Pursuant to the Sale Agreement, Lucara will
acquire from De Beers a 70.268% interest in Boteti Exploration (Pty) Ltd.
("Boteti") which holds a 100% interest in the AK6 project. Lucara will acquire
its interest in consideration of US$49 million. The remaining interest in
Boteti is held as to 28.381% by African Diamonds PLC ("African Diamonds") and
indirectly by Wati Ventures (Pty) Ltd. ("Wati Ventures") as to 1.351%.
Lucara has agreed to grant African Diamonds a
call option exercisable for 120 days from the completion of the acquisition of
AK6, allowing African Diamonds to increase its interest in Boteti by a further
10.268% in consideration for approximately US $7 million plus interest at 8%
per annum. If African Diamonds elects to exercise this option, Lucara would
hold a 60% interest in Boteti, African Diamonds would hold a 38.65% interest
and Wati will hold 1.35%. The parties also have an option to acquire Wati
Ventures' interest for US$700,000.
To fund the AK6 acquisition, Lucara has
entered into a guarantee and loan facility with an insider of the Company in
the amount of US$49 million. As a condition of the guarantee and loan facility,
the lender will receive consideration of 12,191,200 shares of Lucara, of which 5,202,436
will be subject to shareholder approval. No further consideration is payable. The
shares will be subject to a four month hold period.

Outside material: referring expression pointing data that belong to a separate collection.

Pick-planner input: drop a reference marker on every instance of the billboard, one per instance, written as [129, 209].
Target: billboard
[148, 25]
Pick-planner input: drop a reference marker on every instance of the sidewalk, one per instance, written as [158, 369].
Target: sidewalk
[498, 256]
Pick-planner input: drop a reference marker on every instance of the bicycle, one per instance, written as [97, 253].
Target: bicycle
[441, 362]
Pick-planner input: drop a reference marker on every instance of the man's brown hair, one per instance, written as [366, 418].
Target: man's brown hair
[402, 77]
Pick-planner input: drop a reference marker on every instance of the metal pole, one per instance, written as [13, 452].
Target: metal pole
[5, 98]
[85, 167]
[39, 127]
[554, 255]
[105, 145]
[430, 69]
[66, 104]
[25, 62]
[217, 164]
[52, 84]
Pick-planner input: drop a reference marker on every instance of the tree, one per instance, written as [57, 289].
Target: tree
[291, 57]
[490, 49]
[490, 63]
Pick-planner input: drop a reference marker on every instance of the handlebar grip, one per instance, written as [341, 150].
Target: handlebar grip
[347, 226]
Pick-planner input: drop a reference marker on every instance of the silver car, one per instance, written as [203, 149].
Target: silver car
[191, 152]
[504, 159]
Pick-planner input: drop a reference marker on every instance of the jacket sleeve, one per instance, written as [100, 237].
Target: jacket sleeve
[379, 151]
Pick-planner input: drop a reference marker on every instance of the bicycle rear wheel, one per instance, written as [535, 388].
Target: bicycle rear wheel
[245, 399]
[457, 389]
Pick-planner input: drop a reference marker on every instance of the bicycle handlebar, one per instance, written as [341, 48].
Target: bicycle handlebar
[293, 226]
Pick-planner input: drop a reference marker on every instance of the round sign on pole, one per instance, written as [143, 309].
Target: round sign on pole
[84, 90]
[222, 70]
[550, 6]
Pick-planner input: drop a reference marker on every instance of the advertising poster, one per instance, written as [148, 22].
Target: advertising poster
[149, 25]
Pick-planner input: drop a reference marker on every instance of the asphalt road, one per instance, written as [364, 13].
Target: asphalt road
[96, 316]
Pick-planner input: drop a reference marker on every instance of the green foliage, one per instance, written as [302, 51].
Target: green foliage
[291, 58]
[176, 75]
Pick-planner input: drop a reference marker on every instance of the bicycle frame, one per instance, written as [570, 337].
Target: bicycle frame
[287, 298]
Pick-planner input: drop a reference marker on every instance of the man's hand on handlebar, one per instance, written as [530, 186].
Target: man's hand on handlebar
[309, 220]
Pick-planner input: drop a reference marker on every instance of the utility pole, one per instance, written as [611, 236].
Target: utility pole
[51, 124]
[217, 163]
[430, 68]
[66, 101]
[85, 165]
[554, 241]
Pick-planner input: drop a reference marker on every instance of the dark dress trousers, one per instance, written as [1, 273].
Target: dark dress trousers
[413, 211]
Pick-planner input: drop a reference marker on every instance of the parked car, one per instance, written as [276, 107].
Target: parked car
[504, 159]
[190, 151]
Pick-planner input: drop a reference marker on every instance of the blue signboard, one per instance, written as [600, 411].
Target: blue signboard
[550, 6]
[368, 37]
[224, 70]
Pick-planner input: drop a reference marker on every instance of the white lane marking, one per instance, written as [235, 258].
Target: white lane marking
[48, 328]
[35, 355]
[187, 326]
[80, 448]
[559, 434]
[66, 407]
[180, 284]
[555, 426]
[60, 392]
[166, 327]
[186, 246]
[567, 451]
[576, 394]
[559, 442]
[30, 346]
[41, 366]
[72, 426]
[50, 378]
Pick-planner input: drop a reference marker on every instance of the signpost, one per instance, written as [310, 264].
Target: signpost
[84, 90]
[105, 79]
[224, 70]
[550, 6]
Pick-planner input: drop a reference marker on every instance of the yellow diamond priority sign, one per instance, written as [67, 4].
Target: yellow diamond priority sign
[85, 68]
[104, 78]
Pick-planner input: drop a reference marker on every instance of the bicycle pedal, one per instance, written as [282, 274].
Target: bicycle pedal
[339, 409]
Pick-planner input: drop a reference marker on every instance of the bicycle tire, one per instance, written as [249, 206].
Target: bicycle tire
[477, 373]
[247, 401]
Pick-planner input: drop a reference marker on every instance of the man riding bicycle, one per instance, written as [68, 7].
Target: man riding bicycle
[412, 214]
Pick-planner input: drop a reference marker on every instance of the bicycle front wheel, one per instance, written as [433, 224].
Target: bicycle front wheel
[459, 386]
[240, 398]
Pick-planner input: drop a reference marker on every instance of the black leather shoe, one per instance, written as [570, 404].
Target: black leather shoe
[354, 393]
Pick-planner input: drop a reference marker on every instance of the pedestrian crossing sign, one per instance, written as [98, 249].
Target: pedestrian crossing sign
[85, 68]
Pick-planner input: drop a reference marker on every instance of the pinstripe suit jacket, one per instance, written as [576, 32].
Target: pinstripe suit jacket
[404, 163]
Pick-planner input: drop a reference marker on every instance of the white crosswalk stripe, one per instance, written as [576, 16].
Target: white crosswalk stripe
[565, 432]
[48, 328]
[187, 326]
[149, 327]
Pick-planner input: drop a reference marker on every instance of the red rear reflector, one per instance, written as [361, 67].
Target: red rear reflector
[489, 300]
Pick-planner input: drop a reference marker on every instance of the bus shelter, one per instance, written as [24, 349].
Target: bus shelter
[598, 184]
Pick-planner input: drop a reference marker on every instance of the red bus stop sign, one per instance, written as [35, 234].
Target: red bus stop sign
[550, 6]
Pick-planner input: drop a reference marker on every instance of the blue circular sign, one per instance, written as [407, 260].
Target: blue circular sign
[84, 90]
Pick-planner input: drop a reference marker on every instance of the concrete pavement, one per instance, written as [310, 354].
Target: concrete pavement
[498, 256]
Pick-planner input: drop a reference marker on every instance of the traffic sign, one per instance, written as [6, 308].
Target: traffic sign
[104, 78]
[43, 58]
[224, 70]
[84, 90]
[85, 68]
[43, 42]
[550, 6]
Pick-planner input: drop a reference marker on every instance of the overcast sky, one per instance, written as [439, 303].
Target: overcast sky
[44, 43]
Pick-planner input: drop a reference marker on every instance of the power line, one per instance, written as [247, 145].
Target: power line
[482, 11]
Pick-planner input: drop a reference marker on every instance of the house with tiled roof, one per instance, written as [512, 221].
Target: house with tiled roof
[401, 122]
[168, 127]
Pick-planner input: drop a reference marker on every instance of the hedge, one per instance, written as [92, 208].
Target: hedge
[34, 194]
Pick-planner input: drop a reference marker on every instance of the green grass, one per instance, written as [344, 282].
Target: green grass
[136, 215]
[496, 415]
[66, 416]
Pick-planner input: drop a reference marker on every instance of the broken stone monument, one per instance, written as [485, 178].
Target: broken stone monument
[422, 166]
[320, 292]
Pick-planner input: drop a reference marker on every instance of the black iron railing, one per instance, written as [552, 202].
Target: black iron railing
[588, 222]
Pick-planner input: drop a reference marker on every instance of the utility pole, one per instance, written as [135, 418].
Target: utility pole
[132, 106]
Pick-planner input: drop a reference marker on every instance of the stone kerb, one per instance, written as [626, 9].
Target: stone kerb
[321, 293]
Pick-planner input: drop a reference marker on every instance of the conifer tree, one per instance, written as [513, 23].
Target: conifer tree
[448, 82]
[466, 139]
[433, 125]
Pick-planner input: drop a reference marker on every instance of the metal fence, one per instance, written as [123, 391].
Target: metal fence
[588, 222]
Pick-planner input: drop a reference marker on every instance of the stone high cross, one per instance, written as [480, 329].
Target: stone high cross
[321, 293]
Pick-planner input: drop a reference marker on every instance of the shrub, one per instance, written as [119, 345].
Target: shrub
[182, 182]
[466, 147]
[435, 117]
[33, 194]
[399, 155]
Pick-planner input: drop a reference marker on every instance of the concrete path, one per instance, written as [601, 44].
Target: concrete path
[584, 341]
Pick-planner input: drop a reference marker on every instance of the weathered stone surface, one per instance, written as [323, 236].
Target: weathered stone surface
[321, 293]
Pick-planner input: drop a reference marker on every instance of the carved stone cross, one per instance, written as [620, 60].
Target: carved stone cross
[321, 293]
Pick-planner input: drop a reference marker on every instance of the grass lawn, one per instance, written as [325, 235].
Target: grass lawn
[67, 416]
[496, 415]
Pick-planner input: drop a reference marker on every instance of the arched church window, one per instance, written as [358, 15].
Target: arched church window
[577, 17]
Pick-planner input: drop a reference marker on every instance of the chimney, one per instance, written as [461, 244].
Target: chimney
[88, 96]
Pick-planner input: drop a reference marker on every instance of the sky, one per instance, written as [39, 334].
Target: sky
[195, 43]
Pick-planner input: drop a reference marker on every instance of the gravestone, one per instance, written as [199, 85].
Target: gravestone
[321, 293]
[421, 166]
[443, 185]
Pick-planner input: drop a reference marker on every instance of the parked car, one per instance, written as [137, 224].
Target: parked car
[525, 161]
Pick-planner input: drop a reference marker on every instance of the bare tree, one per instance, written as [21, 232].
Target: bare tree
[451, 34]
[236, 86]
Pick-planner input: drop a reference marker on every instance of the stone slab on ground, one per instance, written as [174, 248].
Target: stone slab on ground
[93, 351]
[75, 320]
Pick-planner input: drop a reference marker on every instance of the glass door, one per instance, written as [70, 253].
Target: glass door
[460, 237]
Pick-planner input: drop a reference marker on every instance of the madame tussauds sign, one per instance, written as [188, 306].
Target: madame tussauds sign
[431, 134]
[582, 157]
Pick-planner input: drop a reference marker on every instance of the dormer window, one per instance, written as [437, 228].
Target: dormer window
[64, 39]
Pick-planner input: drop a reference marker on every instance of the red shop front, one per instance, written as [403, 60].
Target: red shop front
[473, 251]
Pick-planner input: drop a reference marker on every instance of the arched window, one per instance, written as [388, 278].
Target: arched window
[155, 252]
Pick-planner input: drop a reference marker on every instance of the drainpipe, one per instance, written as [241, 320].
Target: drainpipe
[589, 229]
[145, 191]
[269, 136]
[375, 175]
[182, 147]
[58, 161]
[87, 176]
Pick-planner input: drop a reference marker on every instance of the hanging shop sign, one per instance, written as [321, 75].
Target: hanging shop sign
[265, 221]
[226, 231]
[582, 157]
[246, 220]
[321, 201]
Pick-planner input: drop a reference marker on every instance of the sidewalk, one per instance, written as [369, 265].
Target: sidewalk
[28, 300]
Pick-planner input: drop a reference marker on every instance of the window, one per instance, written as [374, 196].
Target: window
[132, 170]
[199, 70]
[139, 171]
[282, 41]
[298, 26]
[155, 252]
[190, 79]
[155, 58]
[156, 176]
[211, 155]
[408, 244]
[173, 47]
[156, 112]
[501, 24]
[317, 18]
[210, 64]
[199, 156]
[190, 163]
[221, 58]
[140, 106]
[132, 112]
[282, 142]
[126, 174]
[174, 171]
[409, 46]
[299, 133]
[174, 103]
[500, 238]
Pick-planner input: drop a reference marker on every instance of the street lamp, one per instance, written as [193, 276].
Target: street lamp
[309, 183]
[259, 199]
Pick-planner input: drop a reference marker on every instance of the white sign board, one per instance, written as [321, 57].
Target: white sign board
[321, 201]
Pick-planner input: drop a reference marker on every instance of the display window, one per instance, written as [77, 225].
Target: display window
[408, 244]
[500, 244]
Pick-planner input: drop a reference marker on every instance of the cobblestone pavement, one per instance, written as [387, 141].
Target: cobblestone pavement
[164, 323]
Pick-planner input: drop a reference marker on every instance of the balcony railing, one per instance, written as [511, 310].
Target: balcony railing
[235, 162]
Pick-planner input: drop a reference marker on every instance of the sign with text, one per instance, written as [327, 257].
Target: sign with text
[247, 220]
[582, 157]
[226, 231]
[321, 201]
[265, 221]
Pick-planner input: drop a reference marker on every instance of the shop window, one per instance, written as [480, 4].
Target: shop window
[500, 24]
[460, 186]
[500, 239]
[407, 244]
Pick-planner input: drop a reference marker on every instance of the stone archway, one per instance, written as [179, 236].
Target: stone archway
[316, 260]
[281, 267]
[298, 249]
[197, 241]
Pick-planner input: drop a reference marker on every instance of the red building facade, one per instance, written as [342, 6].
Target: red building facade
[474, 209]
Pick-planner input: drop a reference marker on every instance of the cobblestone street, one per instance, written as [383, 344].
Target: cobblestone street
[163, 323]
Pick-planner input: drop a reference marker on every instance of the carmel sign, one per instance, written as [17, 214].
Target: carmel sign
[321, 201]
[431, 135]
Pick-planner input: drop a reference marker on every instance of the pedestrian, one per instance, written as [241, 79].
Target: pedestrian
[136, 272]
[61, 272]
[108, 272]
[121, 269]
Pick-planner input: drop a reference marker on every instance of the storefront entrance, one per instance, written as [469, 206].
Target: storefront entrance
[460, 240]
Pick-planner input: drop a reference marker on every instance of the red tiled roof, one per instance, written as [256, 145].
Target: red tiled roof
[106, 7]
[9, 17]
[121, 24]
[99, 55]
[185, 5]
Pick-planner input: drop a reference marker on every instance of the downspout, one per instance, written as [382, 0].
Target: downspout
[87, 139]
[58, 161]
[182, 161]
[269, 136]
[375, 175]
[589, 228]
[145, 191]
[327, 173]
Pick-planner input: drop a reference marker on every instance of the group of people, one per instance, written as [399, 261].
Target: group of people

In addition, Lucara has agreed to provide a US$2
million convertible loan to African Diamonds to fund their portion of the
updated feasibility study and working capital. The loan is convertible into
shares of African Diamonds at a conversion price equal to 85% of the 5 day
volume weighted average share price prior to the date of conversion. The
convertible loan bears interest at 8% and is due within 120 days of demand. Lucara
has funded this convertible loan by a short term loan facility from an insider
of the Company in the amount of US$2 million. The short term loan facility
bears interest at US prime plus 2% and is due in six months.
The acquisition transaction is subject to the
approval of the Government of the Republic of Botswana.
Haywood Securities Inc. acted as financial adviser to Lucara in respect of the transaction.
The technical contents of this release have
been reviewed by Dr. Tom Nowicki of Mineral Services Canada, a Qualified Person
in terms of NI43-101.
On Behalf of the Board,
William Lamb, President and COO
Forward-looking statements: This press
release contains statements about expected or anticipated future events, including
the completion of the transactions contemplated by the Sale Agreement and
development and production activities on the AK6 project, that are
forward-looking in nature and, as a result, are subject to certain risks and
uncertainties, such as: general economic, market and business conditions; the
regulatory process and actions in Botswana and the other locations in which the
parties to the Sale Agreement operate; the availability of financing on
commercially reasonable terms; technical issues; new legislation in Botswana
and the other locations in which the parties to the Sale Agreement operate; competitive
factors and conditions; the uncertainties resulting from potential delays in
development or changes in plans; the occurrence of unexpected events and
management's capacity to finance, execute and implement its future plans. Actual
results may differ materially from those projected by management.